How does property get divided in divorce?

On Behalf of | Jan 31, 2023 | Estate Planning |

Assets are a major point of contention in many different divorce scenarios. This is why it is important to understand from the start how property and assets end up divided in divorce.

Most states will divide them equitably or equally, and it is possible to determine what goes where via mediation, too.

Community and separate properties

The Business Professor discusses the divisions of assets that occur during divorce. First: understand the two main categories that assets fall into during divorce. These are community and separate properties.

Community properties often include the assets that both spouses share. This may include properties with both of their names signed, properties that they bought with shared income, or properties bought with the use of a joint bank account.
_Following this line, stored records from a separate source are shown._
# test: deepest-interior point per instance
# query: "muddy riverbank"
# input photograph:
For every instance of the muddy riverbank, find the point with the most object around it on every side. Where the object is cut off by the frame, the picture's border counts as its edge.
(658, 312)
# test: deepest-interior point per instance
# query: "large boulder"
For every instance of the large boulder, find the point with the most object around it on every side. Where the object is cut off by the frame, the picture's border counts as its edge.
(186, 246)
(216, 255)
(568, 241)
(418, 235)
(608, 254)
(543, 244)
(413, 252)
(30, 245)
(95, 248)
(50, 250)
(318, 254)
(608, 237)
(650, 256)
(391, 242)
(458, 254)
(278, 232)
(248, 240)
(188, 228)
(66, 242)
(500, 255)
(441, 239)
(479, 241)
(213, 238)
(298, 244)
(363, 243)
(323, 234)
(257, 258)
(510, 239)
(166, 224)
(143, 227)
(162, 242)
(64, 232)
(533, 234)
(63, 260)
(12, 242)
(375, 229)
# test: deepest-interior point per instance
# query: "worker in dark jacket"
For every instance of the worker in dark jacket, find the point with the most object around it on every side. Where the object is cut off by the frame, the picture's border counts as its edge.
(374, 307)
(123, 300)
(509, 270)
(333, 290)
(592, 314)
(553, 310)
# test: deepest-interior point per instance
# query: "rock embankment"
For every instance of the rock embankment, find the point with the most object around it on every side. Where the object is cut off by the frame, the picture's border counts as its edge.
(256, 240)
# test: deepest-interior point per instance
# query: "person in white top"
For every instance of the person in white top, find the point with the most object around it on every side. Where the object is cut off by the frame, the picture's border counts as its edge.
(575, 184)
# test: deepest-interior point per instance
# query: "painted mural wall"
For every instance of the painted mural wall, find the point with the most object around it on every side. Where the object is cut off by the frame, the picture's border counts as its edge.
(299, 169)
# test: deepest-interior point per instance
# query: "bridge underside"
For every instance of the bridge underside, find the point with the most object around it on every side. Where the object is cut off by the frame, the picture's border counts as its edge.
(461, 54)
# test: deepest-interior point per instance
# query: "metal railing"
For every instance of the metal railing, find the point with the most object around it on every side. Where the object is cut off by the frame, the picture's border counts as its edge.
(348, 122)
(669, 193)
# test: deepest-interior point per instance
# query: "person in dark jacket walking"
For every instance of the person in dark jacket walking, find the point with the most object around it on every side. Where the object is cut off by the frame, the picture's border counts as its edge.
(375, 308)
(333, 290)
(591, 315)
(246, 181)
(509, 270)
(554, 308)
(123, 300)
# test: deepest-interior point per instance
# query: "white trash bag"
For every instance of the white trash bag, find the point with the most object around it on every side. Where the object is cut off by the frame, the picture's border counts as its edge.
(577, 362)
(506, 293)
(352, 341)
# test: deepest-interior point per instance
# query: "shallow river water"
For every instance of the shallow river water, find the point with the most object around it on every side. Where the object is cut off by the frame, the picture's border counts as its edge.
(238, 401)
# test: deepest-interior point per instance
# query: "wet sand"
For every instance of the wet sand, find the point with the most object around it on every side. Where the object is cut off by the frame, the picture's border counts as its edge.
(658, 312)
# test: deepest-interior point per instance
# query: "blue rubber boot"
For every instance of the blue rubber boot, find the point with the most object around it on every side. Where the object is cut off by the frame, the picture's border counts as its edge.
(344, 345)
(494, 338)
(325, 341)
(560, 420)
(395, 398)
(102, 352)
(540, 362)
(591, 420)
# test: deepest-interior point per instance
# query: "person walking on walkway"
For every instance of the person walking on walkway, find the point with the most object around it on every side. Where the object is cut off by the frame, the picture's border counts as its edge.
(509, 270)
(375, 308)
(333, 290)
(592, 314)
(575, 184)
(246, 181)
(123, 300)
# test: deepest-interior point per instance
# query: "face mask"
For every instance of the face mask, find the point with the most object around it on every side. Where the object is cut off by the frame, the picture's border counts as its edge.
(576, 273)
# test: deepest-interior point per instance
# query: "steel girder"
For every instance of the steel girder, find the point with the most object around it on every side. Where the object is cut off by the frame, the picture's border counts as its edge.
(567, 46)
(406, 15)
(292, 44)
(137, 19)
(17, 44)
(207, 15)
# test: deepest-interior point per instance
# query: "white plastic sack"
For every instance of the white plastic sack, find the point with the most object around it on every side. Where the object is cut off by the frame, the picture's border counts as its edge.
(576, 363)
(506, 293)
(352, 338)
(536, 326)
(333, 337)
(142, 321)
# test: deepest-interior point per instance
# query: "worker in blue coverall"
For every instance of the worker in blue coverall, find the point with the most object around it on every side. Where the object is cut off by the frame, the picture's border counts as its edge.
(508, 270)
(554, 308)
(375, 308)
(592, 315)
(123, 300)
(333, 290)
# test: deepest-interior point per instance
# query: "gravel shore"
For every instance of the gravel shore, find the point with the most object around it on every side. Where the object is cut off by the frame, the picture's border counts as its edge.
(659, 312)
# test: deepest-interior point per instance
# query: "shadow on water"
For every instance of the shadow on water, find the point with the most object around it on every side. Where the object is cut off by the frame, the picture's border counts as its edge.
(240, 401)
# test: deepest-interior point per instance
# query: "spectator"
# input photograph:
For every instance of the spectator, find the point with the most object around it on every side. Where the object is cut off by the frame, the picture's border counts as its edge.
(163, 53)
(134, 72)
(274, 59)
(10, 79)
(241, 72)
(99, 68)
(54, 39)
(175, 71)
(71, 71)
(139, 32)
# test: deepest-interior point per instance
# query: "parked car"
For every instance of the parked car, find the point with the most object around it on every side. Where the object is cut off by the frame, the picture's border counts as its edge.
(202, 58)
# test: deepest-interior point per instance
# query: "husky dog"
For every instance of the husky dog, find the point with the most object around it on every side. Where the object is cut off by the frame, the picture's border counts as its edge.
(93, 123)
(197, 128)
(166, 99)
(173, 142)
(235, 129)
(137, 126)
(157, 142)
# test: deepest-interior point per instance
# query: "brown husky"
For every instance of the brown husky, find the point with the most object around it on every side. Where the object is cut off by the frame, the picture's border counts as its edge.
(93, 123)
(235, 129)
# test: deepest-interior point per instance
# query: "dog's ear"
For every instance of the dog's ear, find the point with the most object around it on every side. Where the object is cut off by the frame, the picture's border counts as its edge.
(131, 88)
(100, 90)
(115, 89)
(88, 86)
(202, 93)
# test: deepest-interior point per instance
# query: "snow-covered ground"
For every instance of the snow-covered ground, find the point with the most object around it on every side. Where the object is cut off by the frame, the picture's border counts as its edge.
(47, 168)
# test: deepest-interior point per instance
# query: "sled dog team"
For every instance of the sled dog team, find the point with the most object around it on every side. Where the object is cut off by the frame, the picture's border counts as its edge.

Separate properties, on the other hand, usually do not get divided in divorce. This can include things like assets owned before the marriage, gifts given directly to one person, or inheritance that a person may have received during the marriage.

Changing properties

Some assets may become community property even if they started as separate property, though. For example, any money put into a joint bank account becomes community property. It is important for people to think well about where they want their money to go before depositing it for that reason.

Mediation often serves as a good way for people to negotiate over their community assets and determine who should keep what in a fair way. However, it is important to go into divorce talks understanding that both parties will likely need to do a little compromising to reach a good end goal.